Ireland’s government yesterday outlined tax breaks for the tourism and farming sectors in a bid to offset the effects of the British pound’s sharp devaluation and the expected impact of Brexit on the economy.
In a speech to parliament yesterday, Finance Minister Michael Noonan said that while the ultimate fallout from Britain’s June 23 referendum was still unknown, Ireland would put on “economic shock-absorbers” to mitigate the inevitable damage.
“Whatever the final settlement, what we know with certainty is that Brexit has increased risk to the Irish economy,” he told lawmakers.
“As well as introducing specific measures to assist particular sectors of the economy, we must also put in place safety nets to protect us against future economic shocks,” he said.
Noonan said Ireland wanted to retain the current economic ties with Britain as much as possible and to avoid the necessity for a hard border with Northern Ireland which he said would disrupt the economy.
He outlined favourable tax treatment for several sectors, specifically tourism, food and agriculture, all of which are already coming under pressure because of the fall in the value of the pound of nearly 20% compared to the euro since the start of the year.
Ireland last week reduced its 2017 economic growth forecast to 3.5% after Britain, its biggest trading partner, voted to leave the EU.
Trade between the two countries is worth an estimated 1.2bn euros ($1.3bn) a week.
Ireland is the UK’s fifth largest export market and imports more from the UK than any other country.
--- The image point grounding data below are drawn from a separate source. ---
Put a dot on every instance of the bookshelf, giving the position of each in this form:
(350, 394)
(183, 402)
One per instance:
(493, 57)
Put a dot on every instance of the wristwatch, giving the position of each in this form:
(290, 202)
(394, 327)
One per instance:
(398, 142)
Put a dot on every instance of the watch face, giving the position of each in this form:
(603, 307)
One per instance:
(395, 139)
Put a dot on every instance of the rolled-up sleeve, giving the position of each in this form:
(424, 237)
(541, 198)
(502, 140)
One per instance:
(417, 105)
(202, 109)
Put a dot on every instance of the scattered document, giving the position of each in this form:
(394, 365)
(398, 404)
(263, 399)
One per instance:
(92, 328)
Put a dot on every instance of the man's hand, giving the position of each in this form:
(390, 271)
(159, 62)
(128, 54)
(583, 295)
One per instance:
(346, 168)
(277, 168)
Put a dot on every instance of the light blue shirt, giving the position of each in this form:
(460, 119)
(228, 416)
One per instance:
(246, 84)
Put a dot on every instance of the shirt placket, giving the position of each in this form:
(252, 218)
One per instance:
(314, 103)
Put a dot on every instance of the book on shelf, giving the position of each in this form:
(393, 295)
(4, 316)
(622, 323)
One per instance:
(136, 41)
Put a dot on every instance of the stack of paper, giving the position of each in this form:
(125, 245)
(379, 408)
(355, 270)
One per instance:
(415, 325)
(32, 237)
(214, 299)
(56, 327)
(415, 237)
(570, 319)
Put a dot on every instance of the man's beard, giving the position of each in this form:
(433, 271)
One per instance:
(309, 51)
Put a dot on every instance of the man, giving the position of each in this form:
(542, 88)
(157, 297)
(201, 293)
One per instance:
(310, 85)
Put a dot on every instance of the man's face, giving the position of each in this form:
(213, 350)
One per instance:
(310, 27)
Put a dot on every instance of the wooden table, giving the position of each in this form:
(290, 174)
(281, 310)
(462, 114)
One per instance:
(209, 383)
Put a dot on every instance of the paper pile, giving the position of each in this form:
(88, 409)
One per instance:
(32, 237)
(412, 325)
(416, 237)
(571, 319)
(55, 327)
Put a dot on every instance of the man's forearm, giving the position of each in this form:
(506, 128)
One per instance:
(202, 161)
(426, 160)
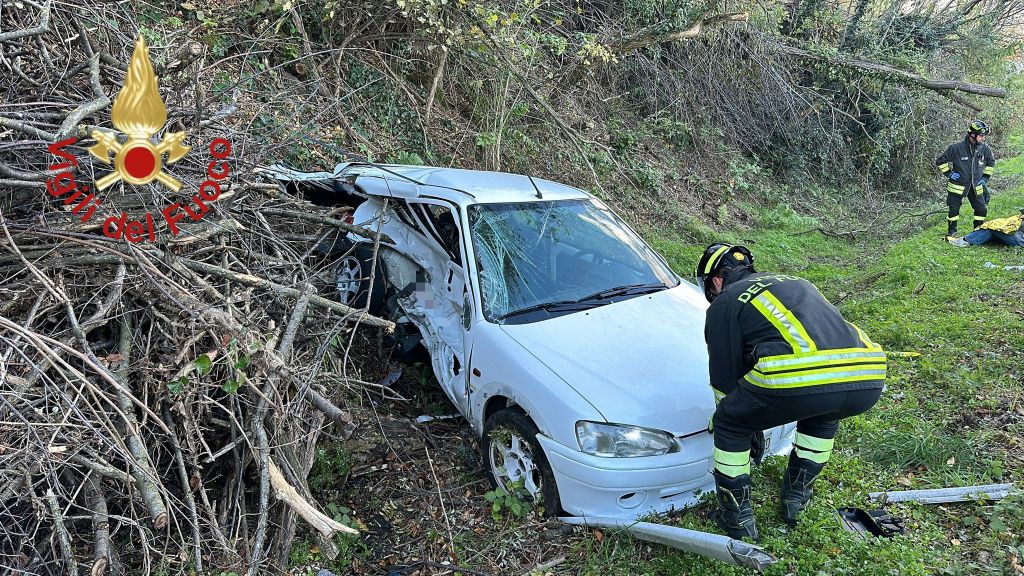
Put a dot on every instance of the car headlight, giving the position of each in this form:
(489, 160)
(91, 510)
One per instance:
(620, 441)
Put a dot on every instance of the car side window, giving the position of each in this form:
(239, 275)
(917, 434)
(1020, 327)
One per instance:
(406, 216)
(442, 228)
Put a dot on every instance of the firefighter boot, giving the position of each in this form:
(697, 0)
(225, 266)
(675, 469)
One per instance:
(797, 489)
(734, 513)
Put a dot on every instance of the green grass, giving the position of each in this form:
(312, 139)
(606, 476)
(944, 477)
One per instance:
(945, 419)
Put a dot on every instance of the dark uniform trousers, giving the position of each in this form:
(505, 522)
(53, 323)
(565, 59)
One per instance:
(971, 162)
(743, 412)
(780, 353)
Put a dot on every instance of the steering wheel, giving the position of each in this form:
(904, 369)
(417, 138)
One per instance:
(598, 259)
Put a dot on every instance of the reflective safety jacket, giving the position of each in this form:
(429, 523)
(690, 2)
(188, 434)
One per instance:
(1006, 225)
(972, 162)
(778, 335)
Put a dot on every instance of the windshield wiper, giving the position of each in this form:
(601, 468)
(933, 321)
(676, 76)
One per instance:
(628, 289)
(549, 306)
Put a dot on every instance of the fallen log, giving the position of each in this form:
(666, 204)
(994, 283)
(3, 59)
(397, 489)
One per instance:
(941, 86)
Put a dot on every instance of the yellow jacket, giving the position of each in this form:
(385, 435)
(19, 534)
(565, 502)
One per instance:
(1006, 225)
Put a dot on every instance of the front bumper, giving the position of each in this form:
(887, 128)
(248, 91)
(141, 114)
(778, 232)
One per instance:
(631, 488)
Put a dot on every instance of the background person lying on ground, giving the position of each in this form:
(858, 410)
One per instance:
(1008, 231)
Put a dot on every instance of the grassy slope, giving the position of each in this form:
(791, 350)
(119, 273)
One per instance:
(950, 417)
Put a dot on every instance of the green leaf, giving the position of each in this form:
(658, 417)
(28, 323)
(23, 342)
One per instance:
(204, 363)
(175, 386)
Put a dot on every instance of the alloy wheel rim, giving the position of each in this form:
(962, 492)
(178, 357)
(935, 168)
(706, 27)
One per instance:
(511, 461)
(348, 279)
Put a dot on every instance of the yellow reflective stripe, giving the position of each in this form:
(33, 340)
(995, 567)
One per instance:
(714, 257)
(784, 321)
(825, 371)
(732, 463)
(814, 443)
(800, 362)
(817, 377)
(772, 359)
(819, 457)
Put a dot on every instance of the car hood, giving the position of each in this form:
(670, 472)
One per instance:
(641, 361)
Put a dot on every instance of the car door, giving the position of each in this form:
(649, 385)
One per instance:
(441, 297)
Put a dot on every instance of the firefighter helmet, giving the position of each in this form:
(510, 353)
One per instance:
(719, 256)
(979, 127)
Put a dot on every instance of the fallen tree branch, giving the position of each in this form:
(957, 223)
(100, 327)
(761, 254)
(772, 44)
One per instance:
(651, 37)
(143, 472)
(896, 73)
(312, 217)
(44, 24)
(288, 494)
(62, 536)
(100, 526)
(286, 290)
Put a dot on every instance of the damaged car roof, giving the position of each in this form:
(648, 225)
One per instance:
(457, 184)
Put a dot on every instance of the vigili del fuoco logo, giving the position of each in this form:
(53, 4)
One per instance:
(138, 113)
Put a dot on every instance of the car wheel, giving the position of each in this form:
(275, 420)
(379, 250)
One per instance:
(352, 279)
(515, 460)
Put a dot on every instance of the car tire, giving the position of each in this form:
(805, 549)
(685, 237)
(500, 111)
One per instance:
(351, 277)
(511, 452)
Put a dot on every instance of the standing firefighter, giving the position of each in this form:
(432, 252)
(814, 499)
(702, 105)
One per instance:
(968, 165)
(778, 353)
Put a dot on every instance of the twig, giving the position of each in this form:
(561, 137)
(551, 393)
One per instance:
(91, 107)
(100, 526)
(143, 474)
(44, 23)
(185, 490)
(440, 498)
(62, 536)
(545, 566)
(312, 217)
(287, 493)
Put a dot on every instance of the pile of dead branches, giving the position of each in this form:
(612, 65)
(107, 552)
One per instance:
(159, 400)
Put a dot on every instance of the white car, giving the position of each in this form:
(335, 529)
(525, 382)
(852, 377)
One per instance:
(566, 342)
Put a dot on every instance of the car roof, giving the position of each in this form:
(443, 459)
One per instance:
(455, 184)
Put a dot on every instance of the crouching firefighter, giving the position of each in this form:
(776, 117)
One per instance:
(778, 353)
(968, 165)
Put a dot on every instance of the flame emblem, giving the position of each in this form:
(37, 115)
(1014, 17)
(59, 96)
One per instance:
(139, 113)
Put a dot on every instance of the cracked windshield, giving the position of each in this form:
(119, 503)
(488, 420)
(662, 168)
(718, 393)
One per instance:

In its 2017 budget Ireland will have 1.3bn euros more to play with as a result of its ongoing recovery.
Following almost a decade of austerity, the government chose to allocate 1bn euros to public spending and the remainder to tax relief.
As part of its strategy to “Brexit-proof” the economy, the government is not only aiming to reduce its budget deficit over the next two years but to turn this into surplus after 2018.